Anthony is the Founder and CEO of Protia Revenue Systems and a three-time Chief Customer Officer. Over his 25-year career, he’s scaled SaaS companies to more than $1B ARR, driven 110% NRR with lean teams, and eliminated $400M in churn and compliance risk. His perspective on connecting customer value to business outcomes through intentional systems set the tone for the conversation.
“Community is not just about engagement. When it’s designed properly, it accelerates deals, retains customers, and drives expansion,” Anthony said.

Rethinking the role of community

What struck me was how clearly Anthony called out the choice leaders face. Too often, community is treated as a side project or a support channel. As he put it, “Are you going to let your community just be an engagement platform, or are you going to let it drive revenue for you?”
That framing resonated with me, because it reflects what I’ve seen in my own work. Communities can absolutely reduce support costs and build advocacy, but when they are connected to measurable outcomes, they become part of the growth engine.

Moving past “warm fuzzies”

Executives rarely question whether community is positive, but they do question whether it is measurable. As Anthony pointed out, “If you can’t measure it, it’s kind of like it didn’t happen.”
He shared a framework that I think every community leader should keep in their back pocket: track community-attributed revenue, community-influenced revenue, and deal velocity. Activity metrics are fine, but these three categories are what resonate with leadership.
For me, deal velocity was the eye-opener. If you can show that deals involving community close significantly faster than those without community touchpoints, that’s a powerful story to tell.

Real examples of impact

Anthony also shared a story from his own experience that made this point very tangible. At one company, every enterprise deal required at least two customer references. It slowed down the process until his team started hosting community events where prospects and customers could talk directly.
“By creating community events, digital or in-person, where prospects could talk to customers, we found that served as an actual deal accelerator,” he explained. “We didn’t have to cherry-pick references. Just getting people in a room was enough to build trust.”
I’ve seen this dynamic play out myself: prospects trust their peers more than they trust sales or marketing. Creating authentic spaces for those conversations is one of the most effective ways to accelerate decisions.
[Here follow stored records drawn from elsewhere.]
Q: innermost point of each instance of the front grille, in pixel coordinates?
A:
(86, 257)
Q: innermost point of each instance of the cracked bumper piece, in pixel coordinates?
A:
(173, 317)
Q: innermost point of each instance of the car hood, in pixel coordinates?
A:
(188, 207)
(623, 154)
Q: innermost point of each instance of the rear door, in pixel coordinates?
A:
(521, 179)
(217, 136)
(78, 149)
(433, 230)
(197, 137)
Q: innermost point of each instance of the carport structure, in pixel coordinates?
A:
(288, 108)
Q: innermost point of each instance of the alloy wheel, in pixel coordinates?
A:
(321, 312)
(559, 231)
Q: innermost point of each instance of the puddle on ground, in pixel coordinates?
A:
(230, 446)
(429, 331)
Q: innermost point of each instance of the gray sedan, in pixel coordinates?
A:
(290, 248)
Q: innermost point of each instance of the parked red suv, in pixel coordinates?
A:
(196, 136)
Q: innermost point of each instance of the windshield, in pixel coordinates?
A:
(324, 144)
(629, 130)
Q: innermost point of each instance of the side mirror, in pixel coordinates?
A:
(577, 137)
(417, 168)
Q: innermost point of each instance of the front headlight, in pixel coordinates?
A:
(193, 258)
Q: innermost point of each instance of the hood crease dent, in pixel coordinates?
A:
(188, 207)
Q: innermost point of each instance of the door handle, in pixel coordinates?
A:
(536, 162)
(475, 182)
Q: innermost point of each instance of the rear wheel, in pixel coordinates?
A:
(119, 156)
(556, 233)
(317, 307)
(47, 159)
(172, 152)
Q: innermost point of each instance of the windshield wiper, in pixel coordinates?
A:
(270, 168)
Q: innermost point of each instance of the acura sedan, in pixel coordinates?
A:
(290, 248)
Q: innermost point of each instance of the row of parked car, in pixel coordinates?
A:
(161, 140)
Building connections across teams

Another theme that stood out for me was how important it is for community to be connected across functions. Anthony put it this way: “My two favorite people on the executive staff are marketing and product. You want to make sure community is plugged into both.”
I agree. When community insights stay siloed, their value is limited. But when they amplify marketing campaigns, inform product roadmaps, and help sales build credibility, the impact is obvious.
As I mentioned during the session, “Warm fuzzies are not something you put on a dashboard. But when you tie community to revenue, that’s when executives really start to notice the impact.”

Building with intention

Anthony closed the session with a point that I think every community leader should hear: “Community has to be intentionally integrated into the overall revenue system. It cannot be a bolt-on.”
That requires designing communities from the ground up to connect with business outcomes, not just launching them as engagement programs and hoping for the best.

What I learned

Hosting this first Executive Insights conversation reinforced for me how important it is to keep shifting the narrative. As community leaders, we already know the human value of what we build. But we also need to show its business value, and Anthony offered a clear, practical way to do that.
This was the kickoff to a series designed to bring sharp perspective from experienced leaders. I left the session energized and with new ways to frame the impact of community. I hope you will too.